The practice, known as 'check off', allows members to pay their union contributions through payroll. The government has called this outdated, claiming it was introduced when many people did not have bank accounts, and before direct debits or digital payments existed.
Minister for the Cabinet Office and paymaster general Matthew Hancock said that public resources should not be used to support the collection of trade union subscriptions.
“It’s time to get rid of this outdated practice and modernise the relationship between trade unions and their members,” he said. “By ending check off we are bringing greater transparency to employees – making it easier for them to choose whether or not to pay subscriptions and which union to join.”
Unions have criticised the proposals.

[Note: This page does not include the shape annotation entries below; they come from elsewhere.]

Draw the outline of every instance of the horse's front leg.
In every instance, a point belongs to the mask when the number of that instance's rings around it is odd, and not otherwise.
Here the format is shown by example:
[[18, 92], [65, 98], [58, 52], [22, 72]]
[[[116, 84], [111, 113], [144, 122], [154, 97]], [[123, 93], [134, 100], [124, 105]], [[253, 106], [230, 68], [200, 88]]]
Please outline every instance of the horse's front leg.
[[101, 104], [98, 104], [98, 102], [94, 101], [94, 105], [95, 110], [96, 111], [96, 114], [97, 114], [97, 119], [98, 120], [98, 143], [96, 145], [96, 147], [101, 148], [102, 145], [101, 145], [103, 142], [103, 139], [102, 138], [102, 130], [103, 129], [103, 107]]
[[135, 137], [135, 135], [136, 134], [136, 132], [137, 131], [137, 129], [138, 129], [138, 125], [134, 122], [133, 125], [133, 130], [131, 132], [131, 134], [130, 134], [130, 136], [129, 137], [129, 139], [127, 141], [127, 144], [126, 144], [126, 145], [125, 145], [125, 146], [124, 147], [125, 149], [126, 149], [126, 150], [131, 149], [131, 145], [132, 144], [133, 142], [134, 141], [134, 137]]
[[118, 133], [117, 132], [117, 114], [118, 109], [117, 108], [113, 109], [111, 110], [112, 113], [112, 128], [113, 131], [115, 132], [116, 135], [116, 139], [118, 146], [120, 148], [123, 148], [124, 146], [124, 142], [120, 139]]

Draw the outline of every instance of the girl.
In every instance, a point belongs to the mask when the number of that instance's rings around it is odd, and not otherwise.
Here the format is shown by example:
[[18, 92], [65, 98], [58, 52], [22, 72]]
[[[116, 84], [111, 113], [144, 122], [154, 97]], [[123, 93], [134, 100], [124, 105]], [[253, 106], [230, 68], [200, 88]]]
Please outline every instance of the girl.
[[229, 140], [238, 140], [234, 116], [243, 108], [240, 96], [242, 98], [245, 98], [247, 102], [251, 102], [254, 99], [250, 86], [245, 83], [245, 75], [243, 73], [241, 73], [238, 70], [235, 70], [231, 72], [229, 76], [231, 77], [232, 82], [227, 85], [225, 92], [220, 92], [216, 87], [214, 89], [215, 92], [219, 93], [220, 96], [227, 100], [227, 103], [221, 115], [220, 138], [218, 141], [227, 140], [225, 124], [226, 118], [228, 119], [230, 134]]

Unite assistant general secretary Gail Cartmail called the measures “spiteful”, adding: “It is a crude attempt to starve trade unions of money, money that is then used every day to promote training, workplace safety and hold up decent pay for millions of working people throughout the UK."
She added: “This is nothing other than unnecessary interference by a government that has not got a clue about the reality of working life and the vital role unions have in workers’ lives.
“This government will suffer a backlash from this too for people will see this for what it is – another needless, malicious attack on the people who are the backbone of our public services."
The announcement follows the Trade Union bill, which includes plans to introduce tougher restrictions on strikes and removal of restrictions on using temporary workers to cover for striking staff.
Commenting on the Trade Union bill, TUC general secretary Frances O’Grady said: “A government that claimed to be on the side of working people now wants to tip the balance of power against them with draconian restrictions on the right to strike.
“David Cameron has positioned himself as the prime minister for bad bosses, ready to chip away at paid holidays, rest breaks and maternity rights in EU negotiations.”